In two new books of Jewish-American poetry by (mostly) Bay Area poets, the heart of Jewish life from the time of the destruction of the Temple throughout the diasporas,The Synagogue itself, is featured on the covers yet plays a strikingly insignificant role in the poems. The cover of Chapter & Verse: Poems of Jewish Identity uses a photograph of a beautiful rainbow-colored stained-glass from San Francisco’s Congregation Emanu-El; in From the Well of Living Waters, the word “synagogue” is used in the subtitle and many of the book's poets are affiliated with a local Jewish Renewal synagogue.

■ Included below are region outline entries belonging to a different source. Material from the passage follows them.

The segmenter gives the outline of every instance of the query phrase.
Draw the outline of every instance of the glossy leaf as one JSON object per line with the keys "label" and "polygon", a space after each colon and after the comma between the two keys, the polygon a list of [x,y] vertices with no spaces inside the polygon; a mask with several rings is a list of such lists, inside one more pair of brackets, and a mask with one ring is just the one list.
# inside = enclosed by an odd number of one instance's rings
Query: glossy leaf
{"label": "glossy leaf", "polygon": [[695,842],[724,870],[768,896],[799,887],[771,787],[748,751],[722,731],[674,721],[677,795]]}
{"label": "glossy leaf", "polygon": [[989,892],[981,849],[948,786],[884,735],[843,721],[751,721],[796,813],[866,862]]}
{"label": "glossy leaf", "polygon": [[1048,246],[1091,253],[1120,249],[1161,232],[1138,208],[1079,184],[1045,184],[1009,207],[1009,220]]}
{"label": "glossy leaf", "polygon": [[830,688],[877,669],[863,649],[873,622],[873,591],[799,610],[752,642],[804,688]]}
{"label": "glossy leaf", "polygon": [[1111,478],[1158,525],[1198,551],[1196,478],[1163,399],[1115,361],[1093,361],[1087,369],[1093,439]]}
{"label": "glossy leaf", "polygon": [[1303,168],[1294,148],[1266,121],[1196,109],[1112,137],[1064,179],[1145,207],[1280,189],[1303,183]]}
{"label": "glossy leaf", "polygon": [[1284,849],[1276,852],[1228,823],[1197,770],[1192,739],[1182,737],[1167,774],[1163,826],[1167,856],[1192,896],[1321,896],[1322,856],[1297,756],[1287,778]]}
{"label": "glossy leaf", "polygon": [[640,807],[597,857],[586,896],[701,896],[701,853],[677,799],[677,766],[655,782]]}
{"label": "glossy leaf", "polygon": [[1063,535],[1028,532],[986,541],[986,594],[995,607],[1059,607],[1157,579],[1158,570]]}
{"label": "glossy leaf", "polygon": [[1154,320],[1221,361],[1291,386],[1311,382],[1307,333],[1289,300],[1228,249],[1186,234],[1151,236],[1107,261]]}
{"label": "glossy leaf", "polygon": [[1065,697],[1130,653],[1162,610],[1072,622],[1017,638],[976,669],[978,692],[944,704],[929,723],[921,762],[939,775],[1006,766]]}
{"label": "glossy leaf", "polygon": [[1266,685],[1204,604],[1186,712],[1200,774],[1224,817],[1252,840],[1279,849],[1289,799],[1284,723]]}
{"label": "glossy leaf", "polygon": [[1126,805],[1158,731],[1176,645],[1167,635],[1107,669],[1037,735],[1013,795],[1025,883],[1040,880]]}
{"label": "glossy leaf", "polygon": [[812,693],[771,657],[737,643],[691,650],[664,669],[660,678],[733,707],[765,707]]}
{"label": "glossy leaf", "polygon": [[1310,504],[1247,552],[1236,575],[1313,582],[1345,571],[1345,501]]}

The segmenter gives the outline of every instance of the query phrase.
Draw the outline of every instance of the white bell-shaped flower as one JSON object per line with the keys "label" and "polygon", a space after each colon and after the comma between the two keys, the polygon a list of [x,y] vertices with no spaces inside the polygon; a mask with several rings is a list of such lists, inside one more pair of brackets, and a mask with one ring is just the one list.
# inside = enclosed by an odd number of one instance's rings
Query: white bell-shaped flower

This said, however, the poems are nearly devoid of in-depth explorations of Jewish spirituality, mentions of Torah, Judaism and Jewish religious practice, depictions of synagogue life, or dare I say it, conversations with or about God. There are few poems tackling the elephant in the room--Israel--and, fewer still confronting contemporary anti-Semitism. With attacks on synagogues happening all over the world, one wonders why no poems about this?
As a passionate Jew-by-Choice, a convert to the faith and the tribe, I offer this caveat to the following review. To me Jewish identity is not about gefilte fish, zayde’s yiddishkeit, or remembrances of an alienated Jewish childhood. When I saw the covers of these two books, I anticipated getting some good spiritual food, poems that grappled with Torah, Talmud, and poems that argued wtih God in the manner of the heroic contenders of the Tanakh (the Hebrew Scriptures). The only poets who really step up to the plate at this level were Dan Bellm--himself a convert who, in Chapter & Verse delivers six gorgeous and complex poems about the demands and responsibilities of faith--and David Shaddock who offers two Jewish-inspired nature meditations in From the Well.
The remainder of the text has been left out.